Today we’ll actually implement a sorting function that uses the merge function we wrote last time. We’ll also learn a new way to test our sort. The livecode for merge sort is here, and the expanded testing code is here.

We’re unlikely to have time to talk about the analysis or recurrence relations in class; please read these notes!

From merging to sorting

It turns out that we can use merge to implement a more efficient kind of sorting program.

Suppose we have a list of length $N$ that we want to sort. For simplicity, let’s suppose it takes exactly $N^2$ steps to sort via our existing algorithms. But let’s try playing a computer science trick: divide the data and recur. How about we cut the list in half? (We’ll ignore odd length lists for now.)

Note that this is roughly the same idea as we saw in Binary Search Trees. But we don’t have any guarantees about the smaller lists; they aren’t sorted. At least, not yet.

Now let’s use the same algorithm as before to sort these two sublists. Since the algorithm takes $N^2$ steps to sort a list of length $N$ (remember, we’re simplifying out constants and so on), each sublist takes $(\dfrac{N}{2})^2 = \dfrac{N^2}{4}$ to sort. If we add both times together, we get $\dfrac{N^2}{2}$.

Somehow, we cut the work in half. The “lost” work isn’t recovered in merging: that’s just $N$ steps, and so we spend $\dfrac{N^2}{2} + N$ time to sort the big list. We’ve made a tradeoff here. Paid $N$ work to cut the $N^2$ in half. Here’s a Wolfram Alpha plot illustrating the difference.

Let’s try again

If it worked once, it’s worth trying again. let’s divide the list into quarters.

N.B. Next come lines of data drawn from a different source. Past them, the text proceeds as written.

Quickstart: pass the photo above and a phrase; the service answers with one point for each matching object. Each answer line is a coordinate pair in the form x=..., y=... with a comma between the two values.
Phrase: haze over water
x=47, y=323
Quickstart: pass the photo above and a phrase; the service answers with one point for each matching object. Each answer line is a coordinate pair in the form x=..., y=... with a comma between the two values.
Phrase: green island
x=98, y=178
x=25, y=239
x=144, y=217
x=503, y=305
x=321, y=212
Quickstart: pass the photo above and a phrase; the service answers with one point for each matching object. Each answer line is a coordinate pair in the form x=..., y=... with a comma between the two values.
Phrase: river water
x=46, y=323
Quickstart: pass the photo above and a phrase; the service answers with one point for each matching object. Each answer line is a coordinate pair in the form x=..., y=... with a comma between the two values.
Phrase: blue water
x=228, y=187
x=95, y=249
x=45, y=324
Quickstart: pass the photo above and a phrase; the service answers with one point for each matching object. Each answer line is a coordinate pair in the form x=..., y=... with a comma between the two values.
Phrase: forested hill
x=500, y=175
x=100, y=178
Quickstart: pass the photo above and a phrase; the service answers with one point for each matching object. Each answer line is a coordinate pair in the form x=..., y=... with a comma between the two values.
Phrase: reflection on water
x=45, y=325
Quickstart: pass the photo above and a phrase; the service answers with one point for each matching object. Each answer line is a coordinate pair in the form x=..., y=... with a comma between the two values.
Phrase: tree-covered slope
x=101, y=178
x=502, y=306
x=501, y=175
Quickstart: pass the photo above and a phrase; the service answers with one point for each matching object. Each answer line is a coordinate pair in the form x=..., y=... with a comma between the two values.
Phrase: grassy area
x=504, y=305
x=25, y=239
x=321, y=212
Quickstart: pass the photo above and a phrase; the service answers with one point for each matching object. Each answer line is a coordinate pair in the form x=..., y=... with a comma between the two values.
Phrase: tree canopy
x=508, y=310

Now, to sort these 4 sublists we pay $4(\dfrac{N}{4})^2 = 4(\dfrac{N^2}{16})=\dfrac{N^2}{4}$ operations. We have to merge the quarters into halves, and halves into the whole, and so the total cost after merging is: $\dfrac{N^2}{4} + 2(\dfrac{N}{2}) + N$.

Here’s Wolfram Alpha again:

Dividing the list seems to have paid off again. What if we keep doing this division and merging, until we can’t divide the list anymore (i.e., we’ve got a bunch of 1-element lists)?

If we keep doing the division, the quadratic term ends up going away! We get a long chain of $O(N)$ terms instead. Now the key is _how many $O(N)$ terms are there? If there are $O(N)$ of them, we’re back where we started. But if there are fewer…

The key question is: how many times must we divide the list in half?

How many levels are there in this tree? $log_2(N)$. We have no worries here about whether the tree is balanced, because we’re splitting the list evenly every time; the tree can’t help but be balanced.

Every row does $N$ work, and there are $log_2(N)$ rows. So the total work done is $N log_2(N)$. Even if we drop the simplification, the big-O notation works out to be $O(N log_2(N))$. Which is pretty great, compared to insertion sort. Here s one final Wolfram Alpha plot:

A correction (but it works out OK)

I cheated and didn’t count splitting the list. Fortunately, we’ll be able to do that in $O(N)$, so the time spent per merge doubles: once to split, once to merge back together. And that constant factor drops out, leaving us with $O(N*log_2(N))$ still.

Aside: Python’s Sorting Algorithm

Timsort is a hybrid of merge and insertion sort that’s built to take advantage of small sorted sublists in real-world data. Merge sort turns out to be best case $O(N log_2(N))$; combining the 2 ideas leads to best case $O(N)$. We won’t talk about the details in 0112, but notice the power of combining multiple ideas.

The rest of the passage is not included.